Tyler Glasnow leads Dodgers to 6th consecutive win

Tyler Glasnow leads Dodgers to 6th consecutive win

TORONTO — Starting pitchers have been going down with injuries all around the majors in such alarming numbers that veteran Justin Verlander called it a “pandemic.”

Then there’s Tyler Glasnow – been there, done that.

The Dodgers traded for Glasnow and signed him to a rich contract extension for that reason, believing Glasnow was entering a new phase in his career in which good health would allow him to fully embrace the ace-like tendencies they saw in his past.

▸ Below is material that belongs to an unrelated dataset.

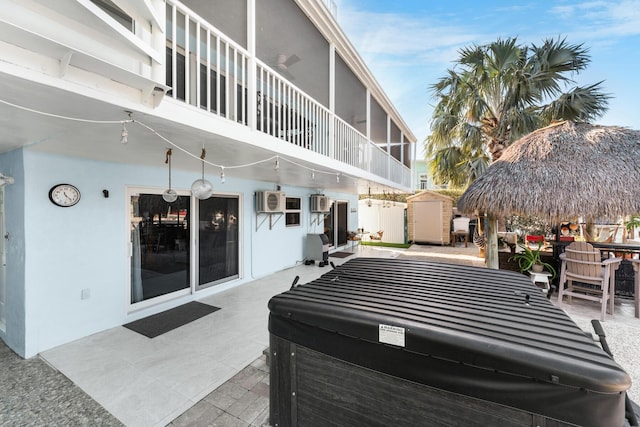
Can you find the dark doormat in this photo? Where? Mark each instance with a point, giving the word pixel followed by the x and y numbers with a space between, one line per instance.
pixel 341 254
pixel 158 324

In the depleted field of elite starting pitchers, Glasnow is looking like an early Cy Young candidate after taking a one-hit shutout into the seventh inning of a 4-2 victory over the Toronto Blue Jays on Saturday afternoon at Rogers Centre.

Glasnow did leave the mound in the seventh inning accompanied by a trainer, but the Dodgers said the move was due to cramping.

Through seven starts with the Dodgers, Glasnow is 5-1 with a 2.72 ERA, 53 strikeouts and just 29 hits allowed in 43 innings. He finished the day leading the majors in innings and strikeouts.

His efforts Saturday helped secure the Dodgers’ sixth consecutive win – five in a row to start this nine-game road trip. The Dodgers have outscored the New York Mets, Washington Nationals and Blue Jays 43-8 during the streak.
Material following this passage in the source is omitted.